7 Red Flags You Shouldn't Ignore When Starting a New Job
Now that you've survived finding a new job, giving notice at your old job, and working a few days in your new position, it should be smooth sailing from here on out, right? If only it were that easy.
Unfortunately, you sometimes don't figure out your new job isn't the right fit until after you've started it. Here are seven red flags you shouldn't ignore in a new position.
Surprise! Your predecessor was fired
Despite your best efforts, you might not figure this out during the hiring process, even if you asked the critical question, "May I ask why this opportunity is open?" If you learn on the job that your predecessor was fired, you probably have some messes to clean up. On the one hand, this might give you a chance for some early wins, but it could also mean a lot of headaches. You need to evaluate whether you're up for the challenge.
Your supervisor is absent
Your hiring manager, the person with the most control over your day-to-day experience, is rarely on the scene. She shows little interest in your training or success, expecting you to just figure it out. It's not a recipe for long-term career advancement. You deserve a supervisor who communicates expectations to you and provides training and feedback.

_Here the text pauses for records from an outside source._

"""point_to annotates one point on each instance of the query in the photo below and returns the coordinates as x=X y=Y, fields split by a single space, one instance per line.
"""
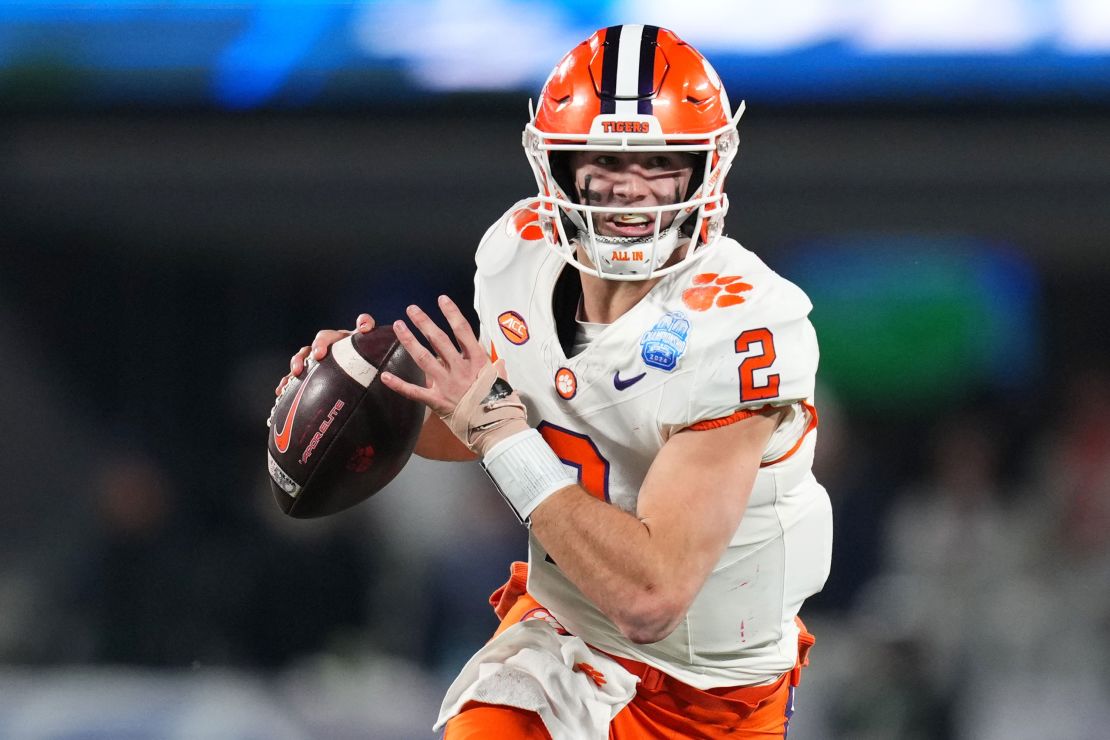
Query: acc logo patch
x=566 y=383
x=513 y=326
x=664 y=344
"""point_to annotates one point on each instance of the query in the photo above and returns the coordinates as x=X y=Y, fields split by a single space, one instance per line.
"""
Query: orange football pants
x=663 y=707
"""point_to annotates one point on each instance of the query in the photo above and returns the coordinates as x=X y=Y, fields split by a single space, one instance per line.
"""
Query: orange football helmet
x=641 y=89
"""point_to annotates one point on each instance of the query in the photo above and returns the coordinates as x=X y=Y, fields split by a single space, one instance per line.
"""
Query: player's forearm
x=437 y=443
x=613 y=559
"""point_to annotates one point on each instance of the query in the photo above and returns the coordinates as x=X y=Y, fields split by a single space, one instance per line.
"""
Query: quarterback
x=641 y=393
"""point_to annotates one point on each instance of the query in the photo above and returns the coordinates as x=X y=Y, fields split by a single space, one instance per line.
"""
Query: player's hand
x=318 y=350
x=462 y=386
x=450 y=372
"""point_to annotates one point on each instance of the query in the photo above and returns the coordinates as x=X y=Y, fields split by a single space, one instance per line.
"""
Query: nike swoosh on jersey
x=282 y=437
x=622 y=384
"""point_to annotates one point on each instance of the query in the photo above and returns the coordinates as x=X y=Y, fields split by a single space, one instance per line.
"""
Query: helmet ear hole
x=698 y=175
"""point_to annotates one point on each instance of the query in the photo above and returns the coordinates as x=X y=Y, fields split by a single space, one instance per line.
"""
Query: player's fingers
x=425 y=396
x=461 y=327
x=296 y=362
x=325 y=338
x=364 y=323
x=436 y=336
x=427 y=362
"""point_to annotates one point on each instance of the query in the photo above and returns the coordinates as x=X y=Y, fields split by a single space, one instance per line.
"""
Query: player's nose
x=629 y=185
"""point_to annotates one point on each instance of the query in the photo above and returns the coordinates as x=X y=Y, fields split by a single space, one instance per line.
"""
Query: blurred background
x=190 y=190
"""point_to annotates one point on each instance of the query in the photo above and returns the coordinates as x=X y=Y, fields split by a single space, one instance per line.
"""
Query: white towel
x=531 y=666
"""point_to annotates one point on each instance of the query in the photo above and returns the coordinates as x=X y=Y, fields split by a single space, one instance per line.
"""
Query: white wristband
x=525 y=472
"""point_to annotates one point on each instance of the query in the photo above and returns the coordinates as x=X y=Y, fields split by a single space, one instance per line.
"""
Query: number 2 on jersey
x=762 y=361
x=579 y=450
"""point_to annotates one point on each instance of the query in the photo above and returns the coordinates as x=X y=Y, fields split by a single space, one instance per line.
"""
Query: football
x=336 y=434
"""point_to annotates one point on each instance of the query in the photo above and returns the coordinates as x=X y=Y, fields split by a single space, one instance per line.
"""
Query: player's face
x=632 y=179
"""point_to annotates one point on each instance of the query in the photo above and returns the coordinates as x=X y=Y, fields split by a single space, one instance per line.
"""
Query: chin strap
x=492 y=421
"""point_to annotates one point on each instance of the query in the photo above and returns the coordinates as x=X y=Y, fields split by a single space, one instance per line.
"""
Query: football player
x=642 y=397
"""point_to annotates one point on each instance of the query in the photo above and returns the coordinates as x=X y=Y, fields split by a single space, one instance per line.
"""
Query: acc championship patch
x=664 y=344
x=513 y=326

Your company has only one client or revenue stream
You start a new job, and you realize that the company's entire success is built on the continued existence of one client relationship or revenue stream. And management seemingly isn't working to diversify. It's hard to have much confidence in leadership at this point.
The turnover rate is high
You start chatting with coworkers and begin to pick up on the fact that it's a bit of a revolving door around this place. Not only did your predecessor leave after just a few months, but also the person before him, and the person before her—you get the picture. Unless you're working in a high-turnover industry, like sales, this is a huge warning sign about the work environment. It could mean you have an unreasonable supervisor or must meet unrealistic expectations.

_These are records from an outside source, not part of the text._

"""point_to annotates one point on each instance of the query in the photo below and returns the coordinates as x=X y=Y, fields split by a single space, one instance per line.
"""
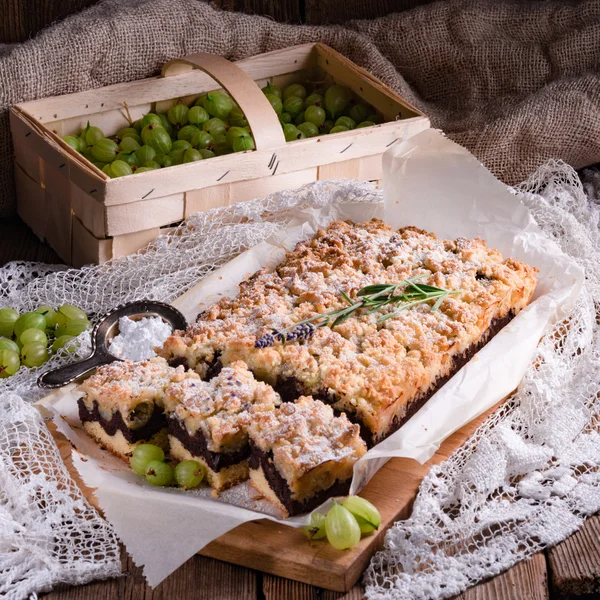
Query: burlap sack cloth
x=515 y=82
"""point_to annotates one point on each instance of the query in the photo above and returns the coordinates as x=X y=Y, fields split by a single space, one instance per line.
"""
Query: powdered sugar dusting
x=137 y=339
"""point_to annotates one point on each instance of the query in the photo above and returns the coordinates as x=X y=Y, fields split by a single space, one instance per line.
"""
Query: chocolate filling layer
x=116 y=423
x=279 y=485
x=196 y=444
x=458 y=362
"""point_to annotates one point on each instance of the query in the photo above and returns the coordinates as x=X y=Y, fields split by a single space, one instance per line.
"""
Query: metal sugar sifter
x=103 y=332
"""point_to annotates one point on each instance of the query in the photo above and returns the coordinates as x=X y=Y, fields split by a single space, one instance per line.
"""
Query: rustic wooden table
x=570 y=570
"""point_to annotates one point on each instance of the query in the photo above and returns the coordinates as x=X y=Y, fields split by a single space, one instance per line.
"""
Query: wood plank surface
x=18 y=242
x=575 y=563
x=527 y=580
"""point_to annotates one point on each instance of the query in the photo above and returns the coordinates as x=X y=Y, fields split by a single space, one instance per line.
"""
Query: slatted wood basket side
x=89 y=218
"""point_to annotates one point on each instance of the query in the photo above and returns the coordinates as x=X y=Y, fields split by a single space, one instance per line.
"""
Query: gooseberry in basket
x=202 y=139
x=164 y=120
x=119 y=168
x=9 y=363
x=178 y=115
x=8 y=318
x=315 y=115
x=237 y=118
x=291 y=133
x=308 y=129
x=105 y=150
x=295 y=89
x=313 y=100
x=293 y=105
x=217 y=104
x=164 y=160
x=146 y=153
x=91 y=135
x=326 y=127
x=73 y=141
x=275 y=102
x=192 y=155
x=285 y=118
x=347 y=122
x=360 y=112
x=275 y=90
x=187 y=133
x=243 y=143
x=129 y=144
x=151 y=118
x=215 y=127
x=337 y=97
x=198 y=115
x=299 y=118
x=157 y=138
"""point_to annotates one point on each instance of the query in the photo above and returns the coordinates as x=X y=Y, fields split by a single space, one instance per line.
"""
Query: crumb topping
x=305 y=434
x=123 y=385
x=221 y=408
x=367 y=366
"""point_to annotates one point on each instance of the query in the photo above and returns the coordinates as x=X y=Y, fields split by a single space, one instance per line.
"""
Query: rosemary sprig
x=404 y=295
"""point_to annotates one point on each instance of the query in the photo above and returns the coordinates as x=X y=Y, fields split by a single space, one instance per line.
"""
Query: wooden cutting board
x=279 y=550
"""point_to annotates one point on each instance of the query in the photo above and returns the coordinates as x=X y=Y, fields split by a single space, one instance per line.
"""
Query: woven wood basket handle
x=263 y=121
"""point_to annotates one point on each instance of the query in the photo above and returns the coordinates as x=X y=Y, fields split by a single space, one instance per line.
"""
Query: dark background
x=22 y=19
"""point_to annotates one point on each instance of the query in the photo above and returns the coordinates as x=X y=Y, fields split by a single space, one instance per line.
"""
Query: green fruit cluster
x=31 y=338
x=215 y=125
x=149 y=461
x=344 y=523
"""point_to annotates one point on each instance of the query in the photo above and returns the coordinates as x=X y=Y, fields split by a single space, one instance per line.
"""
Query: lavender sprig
x=405 y=294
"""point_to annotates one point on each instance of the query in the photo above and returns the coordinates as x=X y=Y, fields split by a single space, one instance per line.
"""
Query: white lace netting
x=529 y=475
x=525 y=480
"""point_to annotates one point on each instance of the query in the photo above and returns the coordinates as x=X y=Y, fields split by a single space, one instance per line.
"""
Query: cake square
x=208 y=421
x=301 y=454
x=122 y=405
x=378 y=372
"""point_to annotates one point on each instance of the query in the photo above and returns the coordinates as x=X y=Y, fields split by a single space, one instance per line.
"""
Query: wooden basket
x=89 y=218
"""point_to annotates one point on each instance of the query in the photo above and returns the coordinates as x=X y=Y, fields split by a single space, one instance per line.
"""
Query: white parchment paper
x=429 y=182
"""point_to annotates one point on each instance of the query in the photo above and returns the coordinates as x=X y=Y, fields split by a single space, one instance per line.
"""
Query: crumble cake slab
x=122 y=404
x=378 y=374
x=302 y=454
x=208 y=421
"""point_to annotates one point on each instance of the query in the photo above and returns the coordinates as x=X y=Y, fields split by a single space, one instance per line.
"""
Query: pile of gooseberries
x=31 y=338
x=344 y=523
x=215 y=125
x=149 y=461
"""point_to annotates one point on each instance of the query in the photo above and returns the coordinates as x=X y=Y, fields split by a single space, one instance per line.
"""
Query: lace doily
x=525 y=480
x=529 y=475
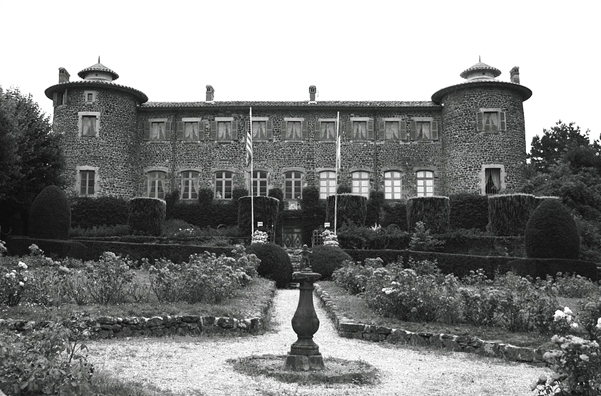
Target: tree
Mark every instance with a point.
(30, 157)
(556, 143)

You notice your coworkers' favorite activity is backstabbing
Forget recapping The Bachelor around the watercooler. Your new colleagues are more prone to whispering, and you've overheard them griping about one another. Granted, you’ll encounter this type of behavior in any workplace, but when you're the newbie, you should enjoy some sort of honeymoon period free from office politics. If you notice an environment where backstabbing is common, it could be a sign of a toxic work culture.

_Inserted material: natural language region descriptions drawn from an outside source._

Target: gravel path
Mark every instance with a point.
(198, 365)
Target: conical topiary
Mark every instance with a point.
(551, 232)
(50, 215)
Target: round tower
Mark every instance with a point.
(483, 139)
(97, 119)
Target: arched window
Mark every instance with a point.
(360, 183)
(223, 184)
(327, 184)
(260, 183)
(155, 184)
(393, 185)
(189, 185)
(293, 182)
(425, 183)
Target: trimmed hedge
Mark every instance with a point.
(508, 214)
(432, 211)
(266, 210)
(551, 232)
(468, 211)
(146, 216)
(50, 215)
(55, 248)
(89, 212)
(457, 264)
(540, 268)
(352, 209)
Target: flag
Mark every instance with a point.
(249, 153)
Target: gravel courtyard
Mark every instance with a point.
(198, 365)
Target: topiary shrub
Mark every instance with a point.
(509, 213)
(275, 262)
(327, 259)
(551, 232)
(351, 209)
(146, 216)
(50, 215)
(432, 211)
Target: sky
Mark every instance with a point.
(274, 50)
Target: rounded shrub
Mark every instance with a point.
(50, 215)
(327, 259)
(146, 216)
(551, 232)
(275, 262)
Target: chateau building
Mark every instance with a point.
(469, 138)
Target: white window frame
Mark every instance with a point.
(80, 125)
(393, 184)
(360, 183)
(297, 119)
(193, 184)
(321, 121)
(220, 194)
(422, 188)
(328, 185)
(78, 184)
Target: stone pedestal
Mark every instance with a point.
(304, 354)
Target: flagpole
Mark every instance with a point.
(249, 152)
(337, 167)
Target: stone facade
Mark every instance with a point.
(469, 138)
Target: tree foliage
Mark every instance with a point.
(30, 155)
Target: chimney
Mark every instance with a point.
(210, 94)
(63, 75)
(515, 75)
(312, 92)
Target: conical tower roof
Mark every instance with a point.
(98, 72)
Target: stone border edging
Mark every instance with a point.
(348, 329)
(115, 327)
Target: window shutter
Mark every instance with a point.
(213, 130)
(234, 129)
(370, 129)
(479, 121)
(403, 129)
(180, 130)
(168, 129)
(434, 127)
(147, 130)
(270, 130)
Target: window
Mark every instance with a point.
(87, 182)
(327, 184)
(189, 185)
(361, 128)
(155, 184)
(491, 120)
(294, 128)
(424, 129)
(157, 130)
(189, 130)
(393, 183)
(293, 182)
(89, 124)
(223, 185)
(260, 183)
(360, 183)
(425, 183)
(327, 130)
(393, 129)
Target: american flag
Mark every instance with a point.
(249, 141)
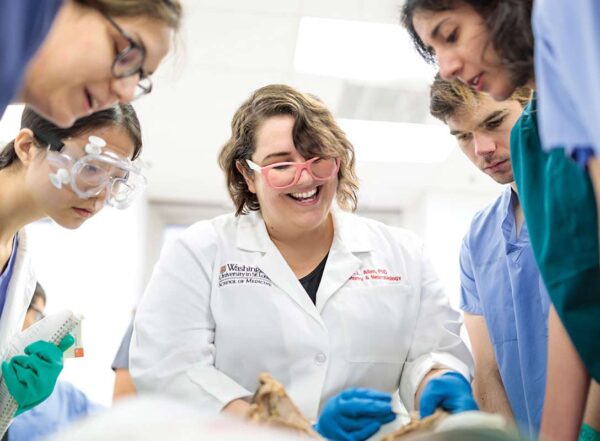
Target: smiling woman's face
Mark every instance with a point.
(459, 40)
(293, 209)
(71, 77)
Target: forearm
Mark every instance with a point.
(490, 394)
(592, 410)
(431, 374)
(567, 382)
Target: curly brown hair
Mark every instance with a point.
(508, 23)
(167, 11)
(315, 133)
(450, 97)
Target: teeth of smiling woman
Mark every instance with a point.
(304, 195)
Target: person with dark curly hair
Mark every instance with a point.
(490, 47)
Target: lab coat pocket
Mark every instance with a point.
(377, 322)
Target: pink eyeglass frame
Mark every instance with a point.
(299, 167)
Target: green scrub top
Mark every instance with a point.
(560, 210)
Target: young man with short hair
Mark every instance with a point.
(502, 295)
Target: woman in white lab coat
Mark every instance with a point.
(67, 175)
(322, 299)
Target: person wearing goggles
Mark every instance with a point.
(68, 175)
(347, 313)
(97, 169)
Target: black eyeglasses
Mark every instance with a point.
(130, 61)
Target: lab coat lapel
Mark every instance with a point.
(348, 242)
(20, 291)
(253, 236)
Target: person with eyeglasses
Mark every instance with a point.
(63, 407)
(70, 58)
(68, 175)
(346, 312)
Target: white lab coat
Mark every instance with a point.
(223, 306)
(19, 294)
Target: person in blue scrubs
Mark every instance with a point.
(68, 175)
(489, 46)
(567, 61)
(66, 405)
(502, 294)
(70, 58)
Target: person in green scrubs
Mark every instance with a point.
(490, 47)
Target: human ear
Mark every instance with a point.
(247, 177)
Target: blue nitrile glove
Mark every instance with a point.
(588, 433)
(355, 415)
(30, 378)
(450, 391)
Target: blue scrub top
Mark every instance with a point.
(501, 282)
(7, 273)
(567, 67)
(66, 405)
(23, 27)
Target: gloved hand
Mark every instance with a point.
(450, 391)
(355, 415)
(30, 378)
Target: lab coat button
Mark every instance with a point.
(320, 358)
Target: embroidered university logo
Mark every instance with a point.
(367, 274)
(236, 274)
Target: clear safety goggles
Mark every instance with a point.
(98, 170)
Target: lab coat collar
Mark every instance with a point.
(252, 236)
(351, 239)
(348, 230)
(18, 296)
(351, 236)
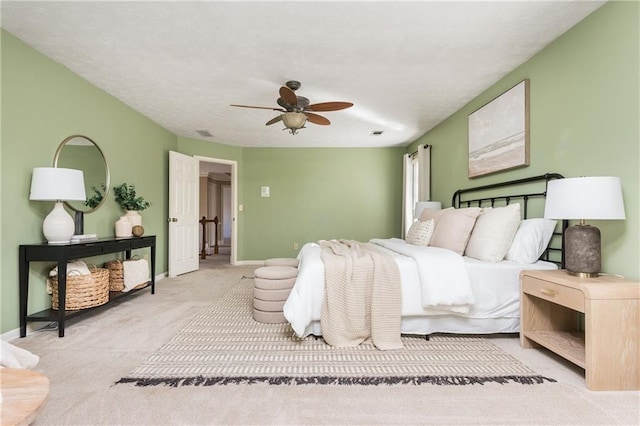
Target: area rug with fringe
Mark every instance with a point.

Your work doesn't match your job description
Perhaps you're finding yourself doing a lot of data entry instead of creative work. Or maybe the position is more advanced than your skill set. Unfortunately, it's not uncommon for new hires to quickly figure out their new position is more or less than they were promised. If this happens to you, schedule a time to have an honest conversation with your supervisor to review your job description. This could be an oversight.
It doesn't feel right
Maybe you just feel it in your gut. Something doesn't seem right about your new position, and your apprehensions extend beyond normal new-job jitters. If you have a pit in your stomach, pay attention to it. It's perfectly fine to figure out a new job isn't the right fit for you—and it's also acceptable to quietly start looking for your next opportunity. A tenure of just a few months on your resume can be explained truthfully: You figured out a job wasn't a good fit for your skill set, and you want to work somewhere where you will be most effective. No one can argue with that.